1er « La résilience, une voie dynamique de reconstruction » : par Pr Florence Askenazy du CHU Nice : elle insiste sur le caractère uniquement individuel du processus qui est non figé et interactif ; précise qu’il est fluctuant selon l’épigénétique cad l’environnement et s’il n’est pas démontré d’effet majeur de la génétique, il y aurait une interactivité environnement-gènes. En tant que psychiatre de l’enfant elle insiste sur le fait que plus le traumatisme est précoce, moins la résilience sera consolidée, d’où la grande vulnérabilité du tout petit. L’accompagnement est la clef de voûte de la résilience. Il y a peu d’études de cohortes ; Mais l’Etude DUNEDIN (Nvelle Zélande) montre que les personnes en difficultés cognitives sont le plus à risque de traumatisme. Des thérapies ciblées sont utilisées et surtout un accompagnement à long terme.

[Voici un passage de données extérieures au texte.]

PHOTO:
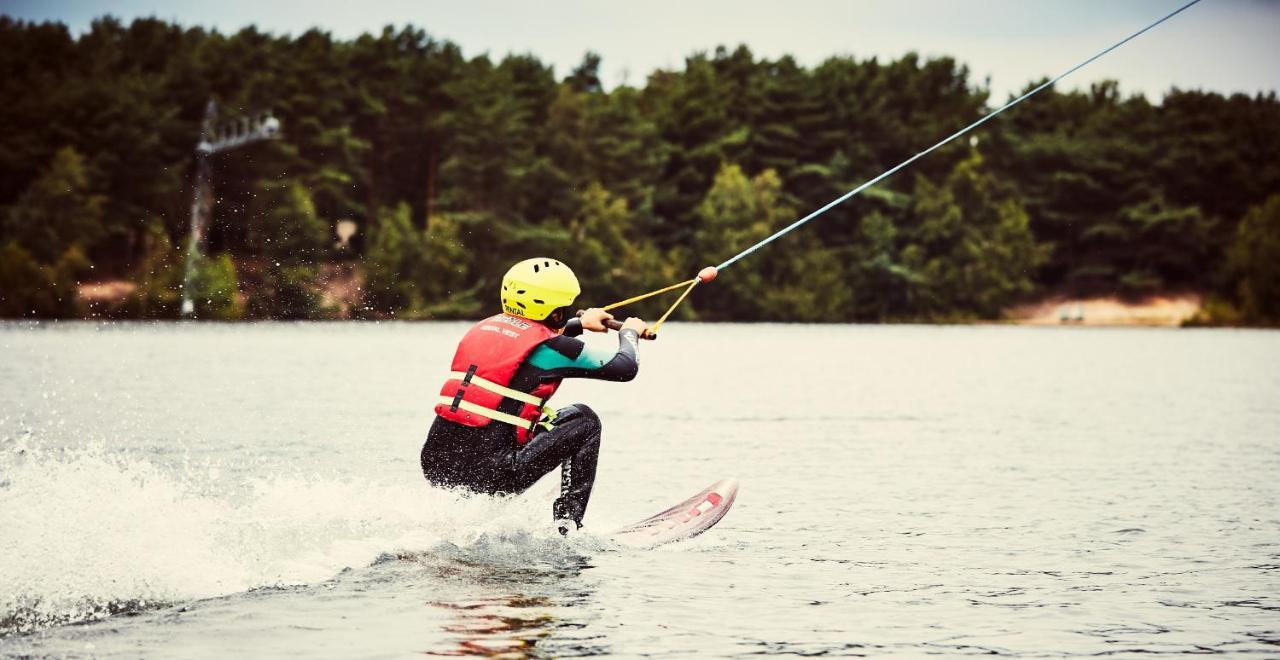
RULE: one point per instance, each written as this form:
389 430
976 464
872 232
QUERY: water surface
214 490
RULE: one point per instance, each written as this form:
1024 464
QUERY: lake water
225 490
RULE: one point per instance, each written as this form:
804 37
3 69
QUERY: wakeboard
684 521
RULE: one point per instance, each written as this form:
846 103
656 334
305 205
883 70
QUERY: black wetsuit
488 458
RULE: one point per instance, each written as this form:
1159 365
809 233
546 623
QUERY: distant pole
237 133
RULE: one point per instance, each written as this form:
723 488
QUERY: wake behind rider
492 431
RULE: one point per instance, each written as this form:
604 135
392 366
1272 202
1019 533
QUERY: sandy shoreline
1165 311
1168 311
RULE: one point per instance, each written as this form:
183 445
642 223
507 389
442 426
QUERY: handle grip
613 324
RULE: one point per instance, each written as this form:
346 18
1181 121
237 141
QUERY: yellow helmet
536 287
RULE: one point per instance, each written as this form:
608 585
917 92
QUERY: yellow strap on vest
497 389
490 413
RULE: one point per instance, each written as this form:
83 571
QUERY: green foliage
455 168
58 210
970 244
158 276
284 227
1255 262
30 289
286 292
417 273
215 289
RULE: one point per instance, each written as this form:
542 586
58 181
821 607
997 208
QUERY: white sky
1220 45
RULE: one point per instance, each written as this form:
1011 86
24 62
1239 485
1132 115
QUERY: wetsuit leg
572 443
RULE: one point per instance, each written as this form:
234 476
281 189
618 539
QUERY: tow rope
709 273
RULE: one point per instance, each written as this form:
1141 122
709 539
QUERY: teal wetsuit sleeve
571 358
590 358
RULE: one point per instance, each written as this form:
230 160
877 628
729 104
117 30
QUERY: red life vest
483 367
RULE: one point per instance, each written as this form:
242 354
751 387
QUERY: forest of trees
455 166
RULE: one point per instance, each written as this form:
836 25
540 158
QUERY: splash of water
88 535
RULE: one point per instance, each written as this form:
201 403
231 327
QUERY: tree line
455 166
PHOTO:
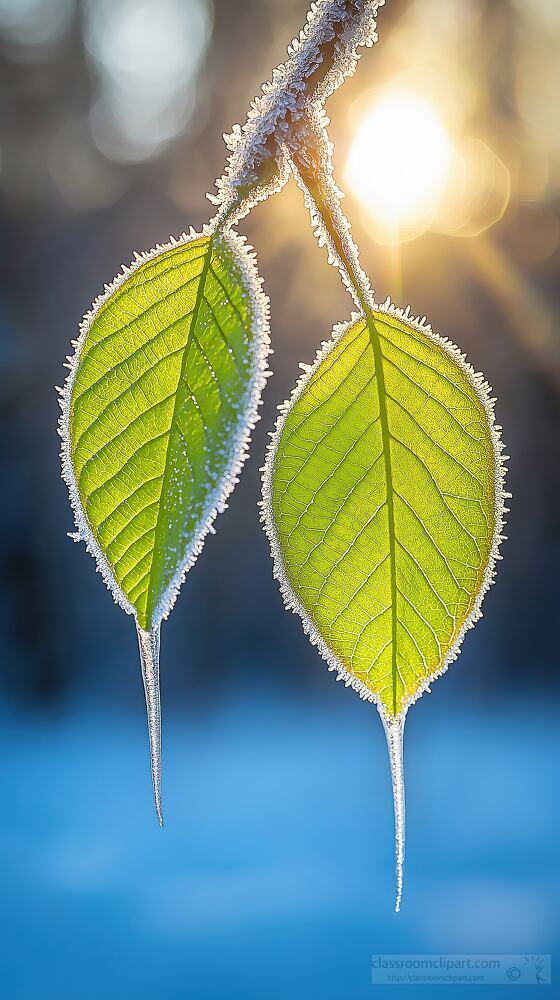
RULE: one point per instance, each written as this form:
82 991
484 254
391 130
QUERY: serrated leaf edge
239 450
290 598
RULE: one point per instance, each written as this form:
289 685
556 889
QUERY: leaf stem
394 732
148 644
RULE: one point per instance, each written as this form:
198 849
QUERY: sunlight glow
398 165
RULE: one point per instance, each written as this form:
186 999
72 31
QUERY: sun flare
398 165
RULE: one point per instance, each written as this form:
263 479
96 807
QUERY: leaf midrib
386 443
165 481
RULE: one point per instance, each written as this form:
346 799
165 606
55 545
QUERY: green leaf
157 409
383 502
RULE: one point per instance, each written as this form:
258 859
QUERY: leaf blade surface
383 504
156 415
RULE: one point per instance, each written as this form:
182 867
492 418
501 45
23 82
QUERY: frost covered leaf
156 415
161 392
383 504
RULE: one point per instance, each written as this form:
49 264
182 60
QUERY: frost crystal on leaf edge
248 413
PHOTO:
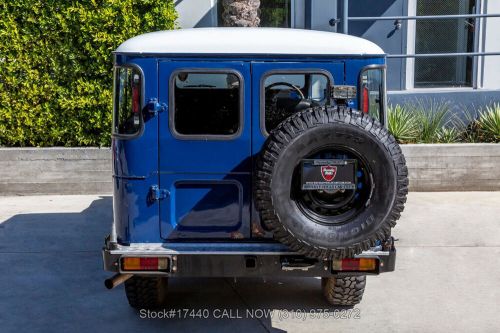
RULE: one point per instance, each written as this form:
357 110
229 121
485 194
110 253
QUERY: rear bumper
236 260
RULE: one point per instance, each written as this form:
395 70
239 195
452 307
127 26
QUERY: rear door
310 77
205 150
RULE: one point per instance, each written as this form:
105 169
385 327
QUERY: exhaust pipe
116 280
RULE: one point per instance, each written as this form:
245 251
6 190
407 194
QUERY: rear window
127 101
207 104
288 93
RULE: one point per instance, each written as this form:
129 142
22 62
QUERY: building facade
463 80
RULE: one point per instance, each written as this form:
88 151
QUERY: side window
288 93
372 92
127 101
206 103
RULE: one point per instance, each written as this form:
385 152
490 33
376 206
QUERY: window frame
383 118
205 137
291 71
140 131
409 64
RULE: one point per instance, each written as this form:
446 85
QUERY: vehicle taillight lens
145 264
355 264
366 100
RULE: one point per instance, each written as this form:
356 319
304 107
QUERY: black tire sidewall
361 226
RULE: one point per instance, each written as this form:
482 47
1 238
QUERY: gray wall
450 167
453 167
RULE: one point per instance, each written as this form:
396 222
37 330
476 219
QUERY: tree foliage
56 66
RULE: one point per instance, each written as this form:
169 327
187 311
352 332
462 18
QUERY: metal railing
346 18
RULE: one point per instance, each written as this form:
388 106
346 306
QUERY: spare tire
334 223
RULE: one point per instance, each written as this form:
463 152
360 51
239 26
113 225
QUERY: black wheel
146 292
344 291
331 223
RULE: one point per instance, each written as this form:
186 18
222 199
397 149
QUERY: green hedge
56 66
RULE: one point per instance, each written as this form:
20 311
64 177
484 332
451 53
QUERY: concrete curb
432 167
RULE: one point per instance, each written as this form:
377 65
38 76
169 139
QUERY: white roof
249 41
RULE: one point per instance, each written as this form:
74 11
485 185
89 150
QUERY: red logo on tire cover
328 172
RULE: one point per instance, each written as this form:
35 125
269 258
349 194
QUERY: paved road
447 278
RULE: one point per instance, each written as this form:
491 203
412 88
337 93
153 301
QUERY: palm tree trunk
241 13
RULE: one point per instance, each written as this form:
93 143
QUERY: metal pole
475 60
345 17
422 55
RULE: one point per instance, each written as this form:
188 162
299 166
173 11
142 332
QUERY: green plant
432 116
448 135
489 123
402 124
56 66
467 125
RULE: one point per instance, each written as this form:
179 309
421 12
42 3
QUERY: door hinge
343 92
156 193
155 107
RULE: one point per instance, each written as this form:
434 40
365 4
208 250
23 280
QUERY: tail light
355 264
366 100
145 264
136 94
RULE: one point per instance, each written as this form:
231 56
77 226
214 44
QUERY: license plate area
328 174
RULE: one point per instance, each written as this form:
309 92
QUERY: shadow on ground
52 280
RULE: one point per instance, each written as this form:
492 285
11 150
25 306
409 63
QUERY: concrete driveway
447 276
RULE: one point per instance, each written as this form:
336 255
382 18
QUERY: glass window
272 13
206 103
127 101
444 36
371 92
286 94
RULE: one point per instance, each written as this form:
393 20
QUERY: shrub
402 124
56 66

             2ème « Corps et âmes le retour » par un membre de club cœur et santé :

De nouveau abordé l’approche systémique de la santé et l’intérêt d’un patient référent dans l’ETP qui co-anime l’ETP pour un nouveau patient. ; Mais regret est redit de la prise en charge en saucisson des patients, et même l’organisation des associations de malades

3ème « ma BPCO m’a ouvert d’autres horizons » : par un témoin patient (FFAAIR) qui décrit comment il a pu relever la tête de cette maladie handicapante en investissant le monde associatif

               4ème« Douleur chronique et ETP » par une personne de l’AFVD qui conduit des ETP : elle explique que l’ETP n’est pas de l’info transmise par le médecin, ni de l’accompagnement, mais un programme pour « éduquer » le patient aux fondamentaux qui vont l’aider à vivre sa maladie au quotidien ; elle précise que l’AFVD établit des programmes transverses entre les pathologies)

5ème« Le rétablissement par l’accompagnement-passerelle entre le somatique et le psychique » par un patient de l’Afa Crohn RCH France. Tout en rappelant les faiblesses et défauts du système qui devient un parcours du combattant pour l’usager, il relate de façon concrète son rôle « patient expert- enseignant » ; mais il avoue que cela finit par poser la question de la professionnalisation de ces rôles-là.

 

La journée s’achève sur des échanges avec la salle sur la question qui « veut-on faire bouger et comment » à partir des réponses obtenues de questionnaires préalablement diffusés aux participants lors de leurs inscriptions.